Spence Dickinson may not be a blameless human being, but he has clearly done a lot of good for a lot of children for a very long time. What we should really fear is the prospect of generations of dirt-, critter-, and injury-phobic children.
Margret Mueller, Mebane
Thank you for Bryan C. Reed's excellent article about Against Me!'s Laura Jane Grace. ("Against odds," Jan. 8). I would like to commend the INDY for covering a great band and trans issues.
I noted the correct pronoun usage for Grace and commend the author for that. Gender transitioning is a very individualized process that may or may not involve sex reassignment therapy and/or surgery. The term "sex change" as used in the article is outdated and disrespectful to some because it has been used in a very derogatory way and it's not particularly accurate as a blanket term to describe the transitioning process more generally.
Also, most trans people prefer not to be referred to by their former names and it seems unnecessary to use it in the article.
Against Me! is an excellent band and I was very pleased to see the INDY coverage and the reporting on Grace.
Jessica Benjamin, West Newton, Mass.
It is a sad thing when an addict dies without the blessings of recovery. I wanted to write and thank all involved for the beautiful article on Jason Molina and his passing ("Farewell transmission," Jan. 8). As an addict in long-term recovery and a licensed therapist with many years in the treatment field, I have come to know and understand the importance of shining the light on this most pernicious of diseases.

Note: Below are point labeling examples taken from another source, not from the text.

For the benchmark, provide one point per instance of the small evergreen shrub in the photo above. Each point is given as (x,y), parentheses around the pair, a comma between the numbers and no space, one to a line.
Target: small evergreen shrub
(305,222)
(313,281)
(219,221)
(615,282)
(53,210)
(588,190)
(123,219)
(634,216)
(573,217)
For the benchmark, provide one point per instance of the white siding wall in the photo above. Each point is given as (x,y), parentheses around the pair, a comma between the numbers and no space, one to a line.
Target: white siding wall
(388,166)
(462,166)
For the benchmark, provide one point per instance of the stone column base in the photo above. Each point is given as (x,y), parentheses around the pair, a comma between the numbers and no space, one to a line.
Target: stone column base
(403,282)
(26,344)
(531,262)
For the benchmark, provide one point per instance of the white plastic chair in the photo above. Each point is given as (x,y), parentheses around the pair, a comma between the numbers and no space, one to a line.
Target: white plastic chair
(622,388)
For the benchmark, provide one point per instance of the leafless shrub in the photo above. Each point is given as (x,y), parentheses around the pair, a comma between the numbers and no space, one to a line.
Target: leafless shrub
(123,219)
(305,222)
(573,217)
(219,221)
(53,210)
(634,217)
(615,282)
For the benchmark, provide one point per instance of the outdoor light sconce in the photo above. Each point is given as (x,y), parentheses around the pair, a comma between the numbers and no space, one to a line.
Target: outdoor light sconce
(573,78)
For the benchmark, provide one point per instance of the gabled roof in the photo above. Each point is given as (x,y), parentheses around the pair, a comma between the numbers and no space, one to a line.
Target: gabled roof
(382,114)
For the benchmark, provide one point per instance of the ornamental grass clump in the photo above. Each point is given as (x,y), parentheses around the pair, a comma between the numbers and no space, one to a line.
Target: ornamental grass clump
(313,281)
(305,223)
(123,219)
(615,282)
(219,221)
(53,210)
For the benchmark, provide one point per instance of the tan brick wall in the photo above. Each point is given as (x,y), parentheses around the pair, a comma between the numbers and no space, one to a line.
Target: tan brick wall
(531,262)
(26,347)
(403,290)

Both the nature of our disease and its societal underpinnings create a mutually reinforcing pattern of isolation that is its cause and effect. By shining the light on both addiction and the fact that recovery is real, we begin to break the stigma and create greater incentive for addicts to enter recovery.

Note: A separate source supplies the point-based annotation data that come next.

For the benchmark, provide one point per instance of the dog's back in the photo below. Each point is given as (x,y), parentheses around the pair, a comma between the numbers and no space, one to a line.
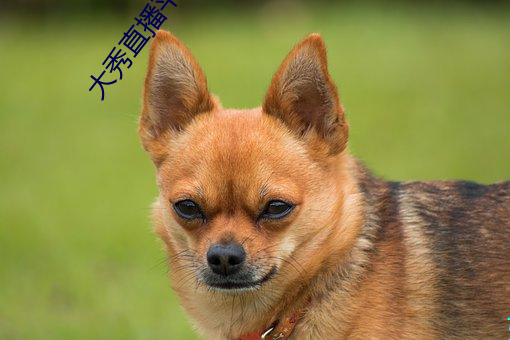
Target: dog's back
(448,243)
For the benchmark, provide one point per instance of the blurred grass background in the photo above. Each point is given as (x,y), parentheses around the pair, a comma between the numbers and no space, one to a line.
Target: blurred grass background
(427,91)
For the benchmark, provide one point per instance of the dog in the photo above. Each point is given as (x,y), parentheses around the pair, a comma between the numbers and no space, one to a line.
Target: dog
(273,230)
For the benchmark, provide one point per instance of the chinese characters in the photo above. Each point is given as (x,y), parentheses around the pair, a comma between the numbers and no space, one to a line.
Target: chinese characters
(134,40)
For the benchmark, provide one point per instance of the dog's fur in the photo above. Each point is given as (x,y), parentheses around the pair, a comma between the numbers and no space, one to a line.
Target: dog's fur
(360,257)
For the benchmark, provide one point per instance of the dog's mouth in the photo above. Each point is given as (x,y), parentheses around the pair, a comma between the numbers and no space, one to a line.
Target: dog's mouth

My journey has led me to work with the emerging nonprofit Recovering Communities of North Carolina (RCNC) who brought the annual Recovery Rally to downtown Raleigh in September. They have also begun to champion the great documentary Anonymous People,about the need for greater visibility for recovery.
In their words, "Deeply entrenched social stigma has kept recovery voices silent and faces hidden for decades. The vacuum has been filled with sensational mass media depictions of people with addiction that perpetuate a lurid fascination with the dysfunctional side of what is a preventable and treatable health condition."
Thank you, INDY and all of Jason's family and friends, musical and otherwise, who spoke up and shined the light.
Jimmy C, Chapel Hill
Bob Geary's article "Dix Park, mass transit: Mayor Nancy McFarlane's vision for Raleigh" updates us on the light rail project for the Triangle. Presently, due to a 4–3 opposition on the Wake County Board of Commissioners, the project is at a standstill.
Ever since I heard about that project, I have been excited to see it come to its fruition because it would mean that as an out-of-state freshman at UNC-Chapel Hill, I would finally have an efficient and quick way to get to my internship in Raleigh.
As of now, the main means of transportation in the area are cars, buses with long routes or cabs. If we cut back on travel time by using a car, then we release more carbon pollution into the atmosphere. This is why I support Mayor McFarlane's plan for the completion of this new development that would provide the Triangle with a more eco-friendly commuting alternative.